It will fail when trying to invoke ToUpper() on a null value.

Possible Solution

3277

Additional Information/Context

I consider this a bug, since System.Text.Json.JsonSerializer upholds these guarantees at runtime, whereas Amazon.DynamoDBv2.DataModel.DynamoDBContext does not.

AWS .NET SDK and/or Package version used

AWSSDK.DynamoDBv2 Git commit 23b74540be451eda8bb789980b4863bd8cc4241f (HEAD at time of writing)

Targeted .NET Platform

.NET 8

Operating System and version

Windows 11 22H2

mstern02 commented 7 months ago

Further testing has also revealed another bug the associated PR would fix:

When trying to read a bool or number from DDB when it does not exist will cause the dafault value (false / 0) to be returned.

Email (string, pk) MFARequired (bool) LoginAttemps (number)
onefish@example.com true 2
twofish@example.com empty empty
public class UserAuthConfig {
  [DynamoDBHashKey]
  public required string Email {get; set;}
  public required bool MFARequired {get; set;}
  public required int LoginAttempts {get; set;}
}

In this example the current implementation will read {"Email": "twofish@example.com", "MFARequired": false, "LoginAttempts": 0}, instead of throwing an error, which seems like it could cause unforeseen bugs 😄

Dreamescaper commented 7 months ago

Required modifier does not disallow setting null (for nullable types or if nullable reference types are disabled).

Here's a perfectly valid code setting nulls:

var tst1 = new TestNullable { Value = null };
var tst2 = new TestNonNullable { Value = null };

class TestNullable
{
    public required string? Value {get; set; }
}

#nullable disable
class TestNonNullable
{
    public required string Value {get; set; }
}
mstern02 commented 7 months ago

Required modifier does not disallow setting null (for nullable types or if nullable reference types are disabled).

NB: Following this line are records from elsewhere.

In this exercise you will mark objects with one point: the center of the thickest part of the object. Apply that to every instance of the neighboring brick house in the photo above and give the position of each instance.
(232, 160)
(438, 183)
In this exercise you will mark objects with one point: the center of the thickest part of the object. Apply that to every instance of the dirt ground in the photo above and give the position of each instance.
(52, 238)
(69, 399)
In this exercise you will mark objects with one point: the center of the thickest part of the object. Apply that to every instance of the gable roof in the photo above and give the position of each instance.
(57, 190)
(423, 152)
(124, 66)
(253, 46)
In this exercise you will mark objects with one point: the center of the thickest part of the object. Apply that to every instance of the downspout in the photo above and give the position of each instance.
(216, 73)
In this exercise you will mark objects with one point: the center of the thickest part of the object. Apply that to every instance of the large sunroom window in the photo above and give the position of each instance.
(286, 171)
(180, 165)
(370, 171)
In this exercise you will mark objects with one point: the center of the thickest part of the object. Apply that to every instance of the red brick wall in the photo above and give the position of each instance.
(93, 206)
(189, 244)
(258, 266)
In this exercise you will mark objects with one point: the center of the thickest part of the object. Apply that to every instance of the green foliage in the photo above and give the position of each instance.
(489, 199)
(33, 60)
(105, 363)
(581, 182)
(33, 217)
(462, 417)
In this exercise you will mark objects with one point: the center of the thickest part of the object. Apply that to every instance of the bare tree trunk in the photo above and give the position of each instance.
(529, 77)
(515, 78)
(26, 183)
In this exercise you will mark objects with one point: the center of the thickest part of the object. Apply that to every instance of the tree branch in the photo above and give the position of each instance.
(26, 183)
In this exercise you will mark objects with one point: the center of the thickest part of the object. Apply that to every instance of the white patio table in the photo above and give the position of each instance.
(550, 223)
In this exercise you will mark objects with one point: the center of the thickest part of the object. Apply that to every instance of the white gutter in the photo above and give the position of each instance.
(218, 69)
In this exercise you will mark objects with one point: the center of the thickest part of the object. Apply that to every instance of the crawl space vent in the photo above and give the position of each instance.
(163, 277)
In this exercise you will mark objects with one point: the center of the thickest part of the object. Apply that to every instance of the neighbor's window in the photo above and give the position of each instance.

That is true (and good to know 😉 ), but required still makes a difference when using System.Text.Json.JsonSerializer.Deserialize:

using System;
using System.Text.Json;

var json = """{}""";

// Deserialized: User{ Email = null }
var optUser = JsonSerializer.Deserialize<OptionalUser>(json);

// Deserialization Error due to missing required property
var reqUser = JsonSerializer.Deserialize<RequiredUser>(json);

Console.WriteLine("{0}, {1}", optUser.Email, reqUser.Email);

#nullable disable

class OptionalUser {
    public string Email {get;set;}
}

class RequiredUser {
    public required string Email {get;set;}
}

It just seems unfortunate that the standard JsonSerializer upholds the assumption that required properties are not null, while DynamoDBContext does not 🤔

Dreamescaper commented 7 months ago

the standard JsonSerializer upholds the assumption that required properties are not null

It doesn't. It fails because Email property is missing altogether. But it works fine if you pass the following json: var json = """{"Email": null}""";

Anyway, my point is that it only makes sense to implement this feature along with handling nullable annotations as well.

Also, that would be a breaking change (unless it's opt-in by some config flag). So probably woudn't be approved until the major version bump (although not up to me to decide 😉 ).

ashishdhingra commented 7 months ago

Needs reproduction. This is more likely a feature request since it's requesting to support a new language feature.